Shiraya's Odyssey
A year had passed since the planetshift event erased entire worlds from the Republic’s astrogation maps and hyperlane charts. Hurled into the vast corners of unknown space, even the most exhaustive surveys had failed to locate them. All their cities, histories, and vast populations, simply… gone. As though they’d never existed at all.
Other worlds, they’d found, were uncomfortably close. Close enough that, Briana occasionally wondered whether the High Republic had forgotten about their people trapped behind the Sith’s Blackwall, or if they’d been written off as an acceptable loss after other efforts to recover them fell through. It wasn’t a charitable thought, and it never lingered longer than a parsec before logic and reason dispelled the notion.
The truth of the matter was that there was already far too much effort spent, and lives lost. Indifference wasn't the explanation and assigning blame unnecessarily wouldn't help anyone. No, the problem was a lack of capability. In the early days of the Blackwalls inception, multiple teams had been sent into hell, time and time again, to probe the wall’s limits and try to find a way through. Most of those men and women never made it back, and the ones who did... well, what she saw from their files was near unmentionable. Afterwards, future attempts to interact with the wall directly were put on the back burner, until a more viable solution was found.
Eventually, they’d managed a small work around through Hoth’s hypergate, establishing Outpost Andor beneath the surface of the Icefall Plains.
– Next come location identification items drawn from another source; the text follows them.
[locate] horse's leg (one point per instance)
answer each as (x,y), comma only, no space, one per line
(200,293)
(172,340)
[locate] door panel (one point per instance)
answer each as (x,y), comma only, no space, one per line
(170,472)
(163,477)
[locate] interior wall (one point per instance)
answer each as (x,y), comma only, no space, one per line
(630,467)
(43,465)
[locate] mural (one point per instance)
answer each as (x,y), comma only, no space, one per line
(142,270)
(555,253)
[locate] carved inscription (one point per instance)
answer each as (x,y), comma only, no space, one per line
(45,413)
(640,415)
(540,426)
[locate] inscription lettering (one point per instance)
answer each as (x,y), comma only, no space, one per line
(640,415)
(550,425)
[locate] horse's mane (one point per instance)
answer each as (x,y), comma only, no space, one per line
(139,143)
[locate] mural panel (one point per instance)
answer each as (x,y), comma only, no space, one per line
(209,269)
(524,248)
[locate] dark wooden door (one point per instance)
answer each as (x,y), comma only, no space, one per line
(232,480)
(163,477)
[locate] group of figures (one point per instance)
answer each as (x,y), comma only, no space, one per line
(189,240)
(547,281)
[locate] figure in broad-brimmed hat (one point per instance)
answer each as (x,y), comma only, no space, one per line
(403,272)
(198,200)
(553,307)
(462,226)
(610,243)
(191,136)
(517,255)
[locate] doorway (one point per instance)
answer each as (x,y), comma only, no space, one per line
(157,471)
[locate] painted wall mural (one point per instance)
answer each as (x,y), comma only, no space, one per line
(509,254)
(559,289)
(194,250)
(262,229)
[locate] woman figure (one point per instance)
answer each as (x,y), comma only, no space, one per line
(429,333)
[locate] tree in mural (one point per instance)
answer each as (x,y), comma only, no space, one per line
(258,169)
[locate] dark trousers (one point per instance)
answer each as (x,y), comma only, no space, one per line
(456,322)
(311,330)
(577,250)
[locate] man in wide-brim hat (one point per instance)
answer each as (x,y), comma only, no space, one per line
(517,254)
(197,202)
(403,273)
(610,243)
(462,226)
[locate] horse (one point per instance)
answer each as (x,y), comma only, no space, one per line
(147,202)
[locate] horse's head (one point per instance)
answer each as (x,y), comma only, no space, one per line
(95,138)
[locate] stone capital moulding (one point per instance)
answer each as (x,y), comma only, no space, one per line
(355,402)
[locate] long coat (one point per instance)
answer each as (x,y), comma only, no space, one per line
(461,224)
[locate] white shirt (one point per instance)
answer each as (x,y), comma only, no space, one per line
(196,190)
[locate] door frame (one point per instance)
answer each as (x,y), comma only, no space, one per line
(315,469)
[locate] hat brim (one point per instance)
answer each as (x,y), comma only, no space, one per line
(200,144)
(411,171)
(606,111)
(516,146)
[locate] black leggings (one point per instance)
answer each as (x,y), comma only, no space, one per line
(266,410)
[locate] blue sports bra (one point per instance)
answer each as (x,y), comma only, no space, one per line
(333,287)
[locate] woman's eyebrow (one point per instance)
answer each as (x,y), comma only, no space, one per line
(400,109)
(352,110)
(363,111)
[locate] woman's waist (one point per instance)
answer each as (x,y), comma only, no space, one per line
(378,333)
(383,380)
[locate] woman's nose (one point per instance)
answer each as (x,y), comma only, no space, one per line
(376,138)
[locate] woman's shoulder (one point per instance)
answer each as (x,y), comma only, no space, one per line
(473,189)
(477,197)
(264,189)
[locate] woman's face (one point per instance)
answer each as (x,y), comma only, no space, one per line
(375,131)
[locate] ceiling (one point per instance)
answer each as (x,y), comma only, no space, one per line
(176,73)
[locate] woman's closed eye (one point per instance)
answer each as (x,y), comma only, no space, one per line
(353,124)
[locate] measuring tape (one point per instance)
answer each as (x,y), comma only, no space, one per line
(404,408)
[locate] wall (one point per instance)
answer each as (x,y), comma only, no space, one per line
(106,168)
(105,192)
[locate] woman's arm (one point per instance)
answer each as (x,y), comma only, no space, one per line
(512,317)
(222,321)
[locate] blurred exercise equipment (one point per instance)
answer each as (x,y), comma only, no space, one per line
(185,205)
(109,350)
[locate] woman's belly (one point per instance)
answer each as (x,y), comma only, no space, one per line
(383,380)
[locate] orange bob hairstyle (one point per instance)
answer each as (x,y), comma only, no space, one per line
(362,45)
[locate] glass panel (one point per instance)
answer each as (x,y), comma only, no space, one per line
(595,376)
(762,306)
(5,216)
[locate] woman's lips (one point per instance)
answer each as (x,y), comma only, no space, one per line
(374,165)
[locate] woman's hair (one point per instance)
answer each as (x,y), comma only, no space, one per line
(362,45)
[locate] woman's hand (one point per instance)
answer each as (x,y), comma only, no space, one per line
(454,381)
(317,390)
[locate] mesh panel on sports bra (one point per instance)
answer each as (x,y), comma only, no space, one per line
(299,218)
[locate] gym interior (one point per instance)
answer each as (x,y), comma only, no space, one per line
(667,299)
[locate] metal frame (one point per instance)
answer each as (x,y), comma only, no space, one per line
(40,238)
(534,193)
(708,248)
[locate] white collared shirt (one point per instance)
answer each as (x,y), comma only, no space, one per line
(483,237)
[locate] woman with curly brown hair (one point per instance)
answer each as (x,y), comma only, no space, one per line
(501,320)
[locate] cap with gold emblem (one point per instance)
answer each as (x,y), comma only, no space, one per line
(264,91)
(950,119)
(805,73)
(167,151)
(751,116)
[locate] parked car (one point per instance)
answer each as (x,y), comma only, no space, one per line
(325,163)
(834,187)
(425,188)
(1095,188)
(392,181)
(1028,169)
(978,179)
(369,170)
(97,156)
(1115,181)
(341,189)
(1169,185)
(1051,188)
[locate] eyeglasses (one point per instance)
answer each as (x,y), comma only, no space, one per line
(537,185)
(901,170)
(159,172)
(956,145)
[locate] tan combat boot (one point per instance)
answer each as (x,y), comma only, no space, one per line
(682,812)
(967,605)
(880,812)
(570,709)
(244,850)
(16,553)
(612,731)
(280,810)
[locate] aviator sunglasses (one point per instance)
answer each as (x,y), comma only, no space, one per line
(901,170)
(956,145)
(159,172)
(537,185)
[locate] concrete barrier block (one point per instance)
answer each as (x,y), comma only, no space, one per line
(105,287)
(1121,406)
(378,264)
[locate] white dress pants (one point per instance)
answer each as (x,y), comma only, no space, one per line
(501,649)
It’d been useful for reconnaissance missions, helping them understand the grander scope of what they were facing, and limited extraction operations under the cover of night, but it’d never been designed to evacuate the millions still trapped behind enemy lines. Attempting to do so would have been reckless, if not entirely suicidal, both for the people they needed to help and the ones trying to help them.
And it was precisely why Briana had come, and why she'd asked
If their people were ever going to be brought home, threading needles and exploiting gaps would never be enough. They needed to take immediate action. The wall needed to come down in its entirety, to stop the Sith from trapping their citizens behind it like penned in cattle.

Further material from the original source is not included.